Later in the week be prepared to be amazed at An Evening of Magic, which is being held at the hospice's Pepperell Education Centre on Saturday, October 10th to raise funds for the hospice and spread the word about the care that the hospice provides to thousands of local people affected by a life-limiting illness each year.
Or if you fancy a sensational song fest guaranteed to rock you, then Queen B, a tribute band playing all the best Queen hits, will be at the Premiere Cinema in the Mercury Mall in Romford on the same night.
Alan Harris is a patient at Saint Francis Hospice who uses his singing talents to entertain fellow patients and staff.
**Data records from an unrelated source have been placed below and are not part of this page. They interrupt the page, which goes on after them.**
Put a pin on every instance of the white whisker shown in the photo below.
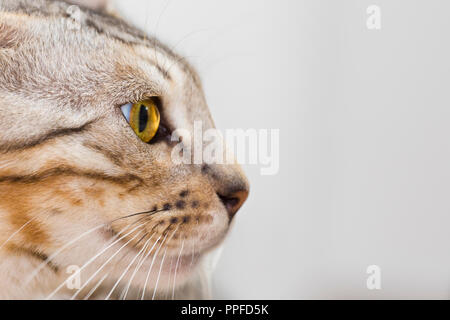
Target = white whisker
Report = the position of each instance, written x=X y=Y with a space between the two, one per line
x=20 y=229
x=176 y=268
x=139 y=265
x=50 y=258
x=125 y=272
x=159 y=274
x=107 y=261
x=92 y=259
x=95 y=287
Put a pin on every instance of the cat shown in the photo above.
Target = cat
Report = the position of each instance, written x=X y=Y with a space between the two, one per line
x=91 y=204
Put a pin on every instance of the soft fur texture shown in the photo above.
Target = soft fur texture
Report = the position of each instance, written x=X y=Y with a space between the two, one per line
x=72 y=171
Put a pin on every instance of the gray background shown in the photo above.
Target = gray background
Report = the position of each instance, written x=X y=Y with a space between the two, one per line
x=364 y=156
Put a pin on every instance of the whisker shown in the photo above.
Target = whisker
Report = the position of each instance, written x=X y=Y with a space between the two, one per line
x=50 y=258
x=162 y=262
x=92 y=259
x=151 y=265
x=67 y=245
x=170 y=277
x=109 y=259
x=159 y=274
x=95 y=287
x=125 y=272
x=138 y=266
x=176 y=268
x=20 y=229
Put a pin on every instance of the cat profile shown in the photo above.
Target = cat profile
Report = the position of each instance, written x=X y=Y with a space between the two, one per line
x=91 y=204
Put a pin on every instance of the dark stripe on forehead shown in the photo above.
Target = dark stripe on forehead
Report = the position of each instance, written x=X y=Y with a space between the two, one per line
x=64 y=171
x=104 y=24
x=46 y=138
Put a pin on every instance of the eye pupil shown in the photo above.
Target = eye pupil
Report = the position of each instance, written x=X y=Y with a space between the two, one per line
x=143 y=118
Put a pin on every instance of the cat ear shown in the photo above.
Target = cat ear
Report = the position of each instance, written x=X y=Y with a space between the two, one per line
x=97 y=5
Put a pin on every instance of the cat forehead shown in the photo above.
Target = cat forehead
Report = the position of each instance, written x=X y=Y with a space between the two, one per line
x=103 y=24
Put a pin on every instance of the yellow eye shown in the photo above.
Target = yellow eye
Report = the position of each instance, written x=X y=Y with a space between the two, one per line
x=143 y=117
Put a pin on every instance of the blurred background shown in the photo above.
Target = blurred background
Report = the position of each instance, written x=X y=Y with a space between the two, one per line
x=364 y=120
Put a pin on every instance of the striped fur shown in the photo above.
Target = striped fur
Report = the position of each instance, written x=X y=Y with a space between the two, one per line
x=69 y=161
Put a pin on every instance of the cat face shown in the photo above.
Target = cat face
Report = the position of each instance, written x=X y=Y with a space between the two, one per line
x=78 y=187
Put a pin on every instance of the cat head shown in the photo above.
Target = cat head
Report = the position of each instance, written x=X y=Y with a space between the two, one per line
x=80 y=181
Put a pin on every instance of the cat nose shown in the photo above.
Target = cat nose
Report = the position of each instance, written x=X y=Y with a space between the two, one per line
x=230 y=184
x=233 y=202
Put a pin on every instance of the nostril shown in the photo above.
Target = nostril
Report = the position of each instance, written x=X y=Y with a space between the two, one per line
x=229 y=203
x=233 y=202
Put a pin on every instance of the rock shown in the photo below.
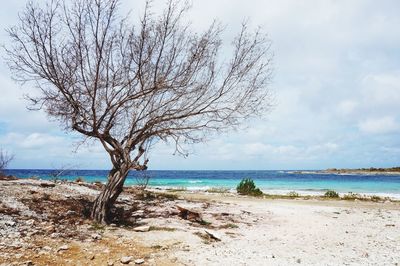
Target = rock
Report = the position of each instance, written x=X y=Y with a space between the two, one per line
x=144 y=228
x=55 y=235
x=64 y=247
x=10 y=223
x=30 y=222
x=47 y=184
x=189 y=214
x=139 y=261
x=68 y=213
x=126 y=259
x=213 y=235
x=46 y=248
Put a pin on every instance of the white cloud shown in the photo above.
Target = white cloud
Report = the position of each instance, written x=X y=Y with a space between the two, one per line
x=381 y=125
x=337 y=84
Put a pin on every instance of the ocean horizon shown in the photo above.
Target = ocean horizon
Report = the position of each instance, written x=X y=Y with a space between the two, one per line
x=269 y=181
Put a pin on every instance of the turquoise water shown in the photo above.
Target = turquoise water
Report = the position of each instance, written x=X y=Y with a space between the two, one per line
x=277 y=181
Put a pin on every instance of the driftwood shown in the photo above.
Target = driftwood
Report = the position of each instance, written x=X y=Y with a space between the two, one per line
x=189 y=214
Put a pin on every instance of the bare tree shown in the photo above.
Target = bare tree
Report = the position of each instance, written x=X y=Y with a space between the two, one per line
x=127 y=86
x=5 y=159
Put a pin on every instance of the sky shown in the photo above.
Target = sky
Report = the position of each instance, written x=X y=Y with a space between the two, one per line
x=336 y=86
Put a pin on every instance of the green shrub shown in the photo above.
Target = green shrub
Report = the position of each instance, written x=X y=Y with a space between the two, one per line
x=247 y=187
x=331 y=194
x=293 y=194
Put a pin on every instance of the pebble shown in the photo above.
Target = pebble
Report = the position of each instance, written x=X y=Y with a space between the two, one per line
x=96 y=236
x=126 y=259
x=10 y=223
x=144 y=228
x=64 y=247
x=139 y=261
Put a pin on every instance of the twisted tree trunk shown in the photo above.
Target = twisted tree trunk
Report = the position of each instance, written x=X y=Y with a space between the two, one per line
x=106 y=199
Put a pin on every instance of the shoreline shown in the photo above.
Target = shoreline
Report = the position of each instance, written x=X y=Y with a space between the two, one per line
x=43 y=222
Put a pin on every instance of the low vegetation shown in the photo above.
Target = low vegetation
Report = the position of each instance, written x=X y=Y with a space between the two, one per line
x=217 y=190
x=247 y=187
x=293 y=194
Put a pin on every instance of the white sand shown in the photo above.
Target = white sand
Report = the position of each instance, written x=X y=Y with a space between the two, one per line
x=287 y=232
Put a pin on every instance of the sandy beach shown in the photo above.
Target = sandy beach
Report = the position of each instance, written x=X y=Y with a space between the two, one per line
x=36 y=228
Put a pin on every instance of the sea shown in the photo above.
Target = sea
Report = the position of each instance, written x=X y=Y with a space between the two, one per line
x=269 y=181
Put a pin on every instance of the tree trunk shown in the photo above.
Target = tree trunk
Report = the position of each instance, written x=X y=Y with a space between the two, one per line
x=106 y=199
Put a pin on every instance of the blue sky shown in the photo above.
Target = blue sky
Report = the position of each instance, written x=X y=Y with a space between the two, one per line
x=336 y=85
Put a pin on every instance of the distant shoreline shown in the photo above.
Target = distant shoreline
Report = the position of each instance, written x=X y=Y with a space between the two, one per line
x=357 y=171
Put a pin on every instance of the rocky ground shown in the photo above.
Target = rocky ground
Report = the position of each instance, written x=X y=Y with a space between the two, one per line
x=45 y=223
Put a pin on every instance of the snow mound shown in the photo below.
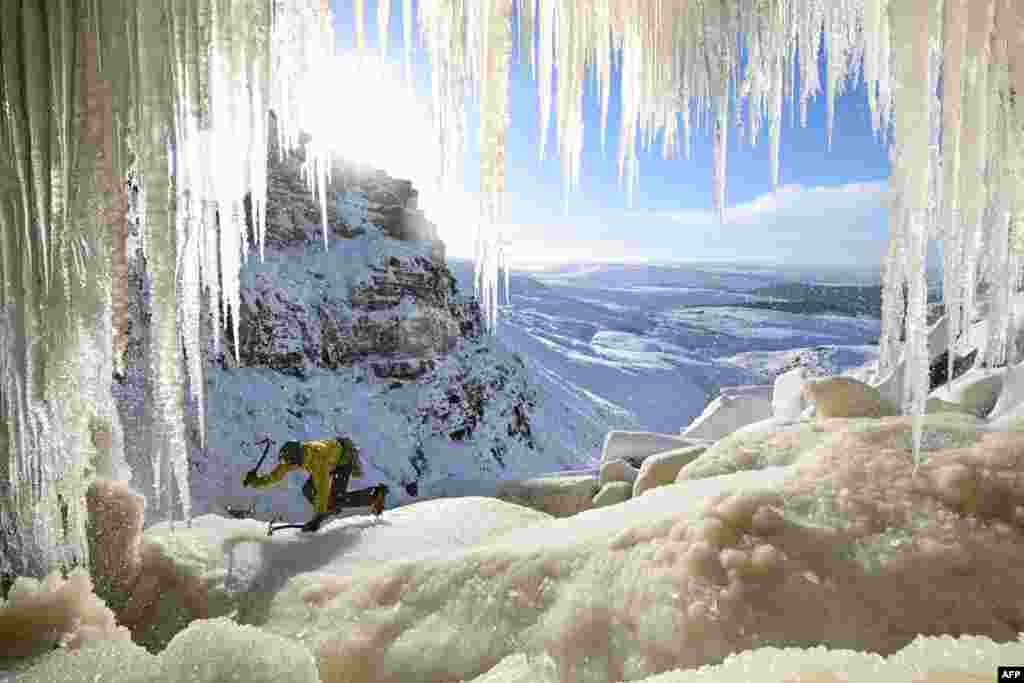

Alan Harris, 85, (pictured with Saint Francis Hospice physiotherapist Sarah Benton) may have lung cancer, but when he visits the Day Unit at Saint Francis Hospice every Monday, he entertains fellow patients and staff with his impromptu singing of class opera hits.
The professionally trained counter tenor sings his heart out as he sits around the lunch table, despite the fact he has breathing difficulties.
"I love to sing and over the years I have sang in so many choirs," said Alan, who lives with his partner Gwynedd Janes at their home in Harold Hill.
"I look forward to my visits to the hospice and I know everybody looks forward to seeing me too.
"I was given a gift and I intend to use it to the best of my ability.
"I also find my experience as a singer helps me to control my breathing."
Since he started coming to the hospice, which is now the only time he leaves his home due to his poor health, he has also benefited from counselling, breathing and physiotherapy sessions.
"Everyone is so helpful and they have helped me so much," says Alan.
"They would do anything for you and there is always someone you can talk to.
"Sometimes I find it is easier to talk to a nurse or someone from the hospice than talk to my partner as they are professionals and they know what the problem is and how to deal with it."